In the height of winter when the days are at their shortest and darkest, the rain is all there is. I go to sleep each night to the pitter-patter against the gutter. In a Pavlovian twist, I start to feel unable to imagine bedtime without the sound; it is probably cueing sleep more than fatigue at this point.
We wake up to the grey rain, we look outside at lunchtime to the grey and rain, we drive home in the grey and the rain, we go to bed to the gutter pitter-pattering in the darkness, and then we do it all again the next day.
Something happens in Seattle though, I’ve noticed.
After a week or two of unrelenting gloom and precipitation, the city starts to lose it. It’s palpable, I’m telling you. People are on edge. We’re all nearing our wits end, ready to move to Miami, or go to sleep for a hundred years, or some solution in between the two.

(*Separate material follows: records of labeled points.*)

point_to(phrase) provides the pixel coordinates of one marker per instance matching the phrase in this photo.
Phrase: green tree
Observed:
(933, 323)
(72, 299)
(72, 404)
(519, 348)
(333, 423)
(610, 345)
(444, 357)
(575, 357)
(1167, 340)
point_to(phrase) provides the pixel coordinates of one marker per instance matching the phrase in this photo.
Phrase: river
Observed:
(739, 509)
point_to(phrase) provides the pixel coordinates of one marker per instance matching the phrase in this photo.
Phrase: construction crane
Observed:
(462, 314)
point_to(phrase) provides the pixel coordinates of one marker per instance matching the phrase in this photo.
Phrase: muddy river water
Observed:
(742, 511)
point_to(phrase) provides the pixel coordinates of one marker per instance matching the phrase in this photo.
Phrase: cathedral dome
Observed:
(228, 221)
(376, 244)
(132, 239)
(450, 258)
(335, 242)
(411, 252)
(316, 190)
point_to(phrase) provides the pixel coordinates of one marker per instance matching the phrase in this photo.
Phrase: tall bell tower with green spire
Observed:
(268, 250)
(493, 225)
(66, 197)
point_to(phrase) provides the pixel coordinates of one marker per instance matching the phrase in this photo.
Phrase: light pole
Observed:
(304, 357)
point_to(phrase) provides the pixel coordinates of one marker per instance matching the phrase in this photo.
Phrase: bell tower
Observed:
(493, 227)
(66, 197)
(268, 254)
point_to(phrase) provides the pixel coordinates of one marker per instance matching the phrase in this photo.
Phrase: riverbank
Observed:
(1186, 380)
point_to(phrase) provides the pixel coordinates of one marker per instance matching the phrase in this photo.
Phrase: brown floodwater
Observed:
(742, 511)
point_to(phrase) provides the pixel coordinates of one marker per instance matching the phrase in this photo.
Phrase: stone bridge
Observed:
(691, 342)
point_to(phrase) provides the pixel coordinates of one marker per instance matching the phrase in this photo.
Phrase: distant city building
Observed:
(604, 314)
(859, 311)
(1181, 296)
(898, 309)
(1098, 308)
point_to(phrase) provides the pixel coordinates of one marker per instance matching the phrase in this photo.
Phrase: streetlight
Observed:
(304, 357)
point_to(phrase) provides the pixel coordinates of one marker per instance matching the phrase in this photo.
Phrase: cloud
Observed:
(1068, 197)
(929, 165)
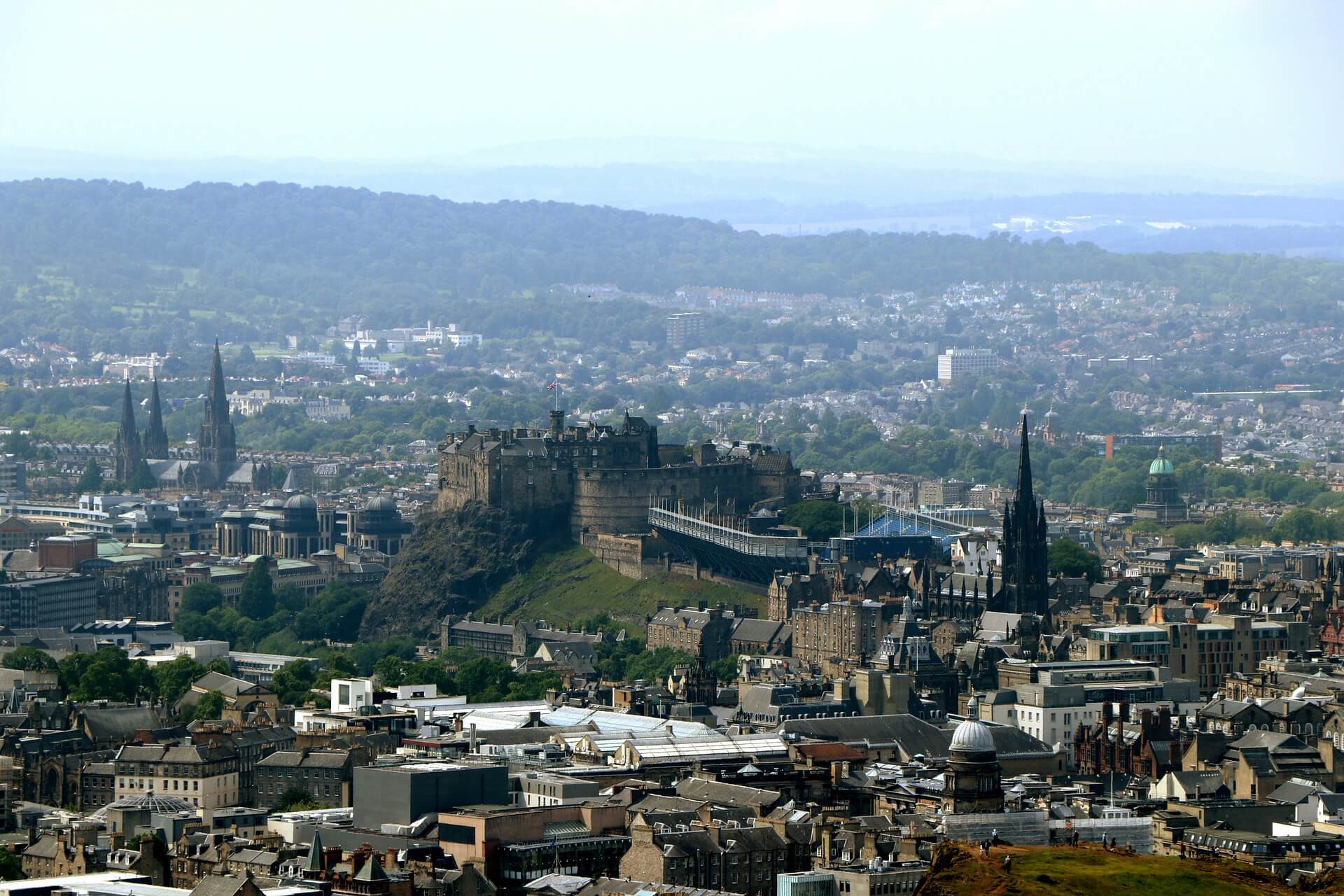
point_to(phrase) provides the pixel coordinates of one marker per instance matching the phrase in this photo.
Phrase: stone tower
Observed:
(1026, 587)
(155, 445)
(974, 778)
(217, 441)
(127, 448)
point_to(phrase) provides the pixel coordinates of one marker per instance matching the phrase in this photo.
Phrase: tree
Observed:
(175, 679)
(1072, 559)
(655, 665)
(113, 676)
(201, 597)
(211, 706)
(90, 481)
(296, 799)
(258, 597)
(30, 660)
(71, 669)
(293, 680)
(143, 479)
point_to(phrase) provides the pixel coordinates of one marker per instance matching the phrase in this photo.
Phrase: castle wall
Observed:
(617, 500)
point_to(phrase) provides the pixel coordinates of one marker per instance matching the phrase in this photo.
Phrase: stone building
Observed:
(1161, 496)
(724, 856)
(974, 780)
(790, 590)
(704, 633)
(839, 631)
(603, 479)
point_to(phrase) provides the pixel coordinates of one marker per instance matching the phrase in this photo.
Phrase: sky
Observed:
(1227, 85)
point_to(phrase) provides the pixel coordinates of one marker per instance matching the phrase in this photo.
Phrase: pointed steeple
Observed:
(156, 437)
(217, 399)
(1025, 466)
(371, 871)
(127, 448)
(315, 855)
(128, 410)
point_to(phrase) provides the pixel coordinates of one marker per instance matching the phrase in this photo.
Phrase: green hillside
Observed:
(566, 583)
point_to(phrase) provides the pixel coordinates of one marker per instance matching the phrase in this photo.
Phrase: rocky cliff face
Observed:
(452, 564)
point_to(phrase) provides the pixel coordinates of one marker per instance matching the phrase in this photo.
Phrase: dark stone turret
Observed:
(218, 445)
(156, 437)
(1026, 587)
(127, 447)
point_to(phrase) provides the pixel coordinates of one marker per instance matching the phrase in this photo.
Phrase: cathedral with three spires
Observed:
(216, 466)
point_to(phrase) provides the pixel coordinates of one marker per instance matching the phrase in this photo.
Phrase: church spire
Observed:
(1025, 468)
(127, 448)
(217, 399)
(156, 437)
(128, 412)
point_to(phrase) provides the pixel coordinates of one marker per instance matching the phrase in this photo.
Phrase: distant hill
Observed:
(261, 261)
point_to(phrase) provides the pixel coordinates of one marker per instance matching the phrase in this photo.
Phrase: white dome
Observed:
(972, 735)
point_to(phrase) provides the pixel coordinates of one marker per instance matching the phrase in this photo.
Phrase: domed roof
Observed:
(972, 735)
(152, 802)
(1161, 466)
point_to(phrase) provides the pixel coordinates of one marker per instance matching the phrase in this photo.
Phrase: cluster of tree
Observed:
(111, 675)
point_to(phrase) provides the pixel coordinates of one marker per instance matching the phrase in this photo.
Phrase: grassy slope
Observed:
(1091, 869)
(568, 583)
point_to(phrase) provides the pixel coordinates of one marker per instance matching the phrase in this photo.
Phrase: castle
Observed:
(217, 466)
(603, 479)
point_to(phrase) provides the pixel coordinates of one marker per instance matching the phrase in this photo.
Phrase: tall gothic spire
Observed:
(1025, 491)
(217, 399)
(128, 412)
(217, 440)
(127, 448)
(156, 437)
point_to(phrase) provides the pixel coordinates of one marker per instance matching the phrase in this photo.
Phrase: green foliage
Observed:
(566, 582)
(655, 665)
(90, 481)
(175, 679)
(257, 599)
(298, 799)
(334, 614)
(143, 479)
(30, 660)
(1073, 559)
(819, 520)
(293, 681)
(113, 676)
(211, 706)
(201, 597)
(1303, 526)
(71, 669)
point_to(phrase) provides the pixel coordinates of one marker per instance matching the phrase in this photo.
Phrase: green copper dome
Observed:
(1161, 466)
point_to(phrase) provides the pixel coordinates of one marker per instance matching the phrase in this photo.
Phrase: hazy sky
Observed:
(1228, 83)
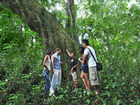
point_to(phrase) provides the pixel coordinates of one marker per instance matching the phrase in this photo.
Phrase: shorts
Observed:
(94, 76)
(74, 76)
(85, 69)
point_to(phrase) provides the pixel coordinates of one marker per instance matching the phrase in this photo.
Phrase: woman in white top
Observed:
(46, 74)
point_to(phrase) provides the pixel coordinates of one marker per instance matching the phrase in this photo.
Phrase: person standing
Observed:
(93, 73)
(56, 71)
(73, 65)
(46, 74)
(84, 74)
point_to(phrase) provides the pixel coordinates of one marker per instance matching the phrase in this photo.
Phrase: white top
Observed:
(48, 63)
(91, 61)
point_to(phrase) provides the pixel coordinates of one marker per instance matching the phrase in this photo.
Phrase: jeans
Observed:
(56, 81)
(47, 84)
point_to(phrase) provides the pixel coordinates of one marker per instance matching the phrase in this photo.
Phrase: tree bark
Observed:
(71, 21)
(41, 21)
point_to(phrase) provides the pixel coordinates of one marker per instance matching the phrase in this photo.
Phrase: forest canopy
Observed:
(29, 27)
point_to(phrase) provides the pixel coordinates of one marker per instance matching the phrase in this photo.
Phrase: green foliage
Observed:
(113, 30)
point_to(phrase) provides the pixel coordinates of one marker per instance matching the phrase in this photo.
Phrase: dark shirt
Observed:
(73, 62)
(85, 62)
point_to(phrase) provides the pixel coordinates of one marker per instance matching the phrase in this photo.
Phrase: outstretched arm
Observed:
(68, 52)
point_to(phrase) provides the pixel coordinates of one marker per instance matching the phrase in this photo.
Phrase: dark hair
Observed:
(73, 53)
(85, 41)
(57, 49)
(81, 50)
(49, 51)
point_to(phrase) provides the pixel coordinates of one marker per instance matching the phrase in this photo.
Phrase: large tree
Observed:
(41, 21)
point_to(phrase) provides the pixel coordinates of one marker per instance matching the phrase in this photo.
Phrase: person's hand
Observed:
(52, 71)
(71, 69)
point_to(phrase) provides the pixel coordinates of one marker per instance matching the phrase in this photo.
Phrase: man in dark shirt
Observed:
(73, 65)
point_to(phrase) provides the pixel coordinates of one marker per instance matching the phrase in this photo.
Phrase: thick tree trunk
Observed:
(41, 21)
(71, 21)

And then–it never fails–just before the weather crosses over into truly intolerable, the sun comes out. From out of nowhere, it seems, the murk and clouds dissipate, the rain stops, and the sky becomes a backdrop of unsullied blue.
People go outside. They open the windows, and take walks, and take their children to the parks.
We know well enough how fleeting the sunshine is this time of year. We know that it probably won’t hold until tomorrow.
And when tomorrow arrives, bringing with it more rain, as it’s sure to do, our spirits will have been buoyed enough to make it through another stint of gloom.
On through ’til summer it’ll go, when soggy-Seattle reaps its reward.
But of course it isn’t just Seattle. In every city across the globe, people are quietly doing their best to rise above the conditions that plague them, shoring up the available light and warmth as a means of survival, and as a tool for persistence.
You, too, are due for a break in the clouds any day now.
There are clues everywhere that your spring is on its way.